"There's this idea I've seen presented by mcclure111 of 'grey data', in the model of 'grey water' - that is, water that we can be 100% certain is not healthy for human consumption but is still nonetheless water and can be put to some uses like sewage and irrigation.
"There is stuff that has absolutely useful application to understanding systems and how they train things, or as useful low-end stand-in tools, like AI generative art, but which absolutely are not ethically acceptable for the majority of human-interfacing uses"

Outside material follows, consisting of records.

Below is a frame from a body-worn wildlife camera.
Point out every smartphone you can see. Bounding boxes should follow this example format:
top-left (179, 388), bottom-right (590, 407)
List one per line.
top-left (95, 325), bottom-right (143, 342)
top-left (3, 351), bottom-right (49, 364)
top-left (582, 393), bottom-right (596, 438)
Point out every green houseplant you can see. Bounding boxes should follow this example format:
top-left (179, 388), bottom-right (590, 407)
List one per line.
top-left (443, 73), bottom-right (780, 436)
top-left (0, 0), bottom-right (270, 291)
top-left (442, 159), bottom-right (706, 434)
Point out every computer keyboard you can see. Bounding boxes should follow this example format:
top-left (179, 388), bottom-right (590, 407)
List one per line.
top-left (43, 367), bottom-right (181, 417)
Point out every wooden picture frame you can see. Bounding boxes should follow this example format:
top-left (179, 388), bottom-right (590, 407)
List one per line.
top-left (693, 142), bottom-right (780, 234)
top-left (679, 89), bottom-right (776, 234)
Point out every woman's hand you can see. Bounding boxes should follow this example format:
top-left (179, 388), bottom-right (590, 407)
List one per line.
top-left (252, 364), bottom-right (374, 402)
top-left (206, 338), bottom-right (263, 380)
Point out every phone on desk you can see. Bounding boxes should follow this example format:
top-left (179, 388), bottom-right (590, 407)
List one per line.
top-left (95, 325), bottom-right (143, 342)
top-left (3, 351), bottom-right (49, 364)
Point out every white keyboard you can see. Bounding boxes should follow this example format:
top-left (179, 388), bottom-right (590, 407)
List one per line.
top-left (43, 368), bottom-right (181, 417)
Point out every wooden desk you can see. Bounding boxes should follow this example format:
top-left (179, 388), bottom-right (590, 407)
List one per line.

-- Talen Lee (Talen_Lee), 2022-08-14
Searching for the phrase on Twitter, I found:
"what animals (including humans) have access to that machines lack is access to many sources of truth - humans can do arithmetic on our fingers, by counting out beans, purely in our heads, etc. AI esp ML etc don't 'know' when one of its axioms is faulty, its truth is too fragile.
"and i think despite the common defense that even when an AI is wrong about something, it's kinda right about some larger idea is largely irrelevant given how often it's being pressed into service where concrete truth is critical, eg if a car is about to run over an old lady."
-- JP (vectorpoem), 2022-04-08
"I've been thinking lately about trying to formally develop the idea of 'gray data', named in the sense of graywater. Data that's ok for limited/frivolous uses, like aesthetics, but 'not fit for human consumption'. Anything that comes out of machine learning ('AI') is gray-data.
"The thing about machine learning is ML only works when there are no consequences for the ML model being wrong. Decisions should never be made based on ML output, and ML output should be quarantined, like graywater, to make sure it isn't fed into a decisionmaking process.
"Actually I'm not sure even THIS approach works since even tech applied for pure aesthetics can do harm (imagine an app that makes cute cartoon selfies, but because of a limited training set breaks on people of color). But if you're gonna use ML at all u have to outline its limits"
-- mcc (mcclure111), 2022-04-09
Searching on Google, I found other references to the phrase, using it in at least two different ways, distinct from this but kinda overlapping if you look at them right, at least as far back as 2010:
- vast piles of unstructured data archived by an organization but not structured in any especially useable way -- piles of email, automaticaly generated logs, etc.
- un-peer-reviewed / unverified data that may include spam, disinformation, and garbage -- in contrast to verified and trustworthy "white literature", and mostly hidden internal analytics that are seldom examined directly but are used indirectly ("black data").
Of all these, I like the analogy-to-grey-water version best.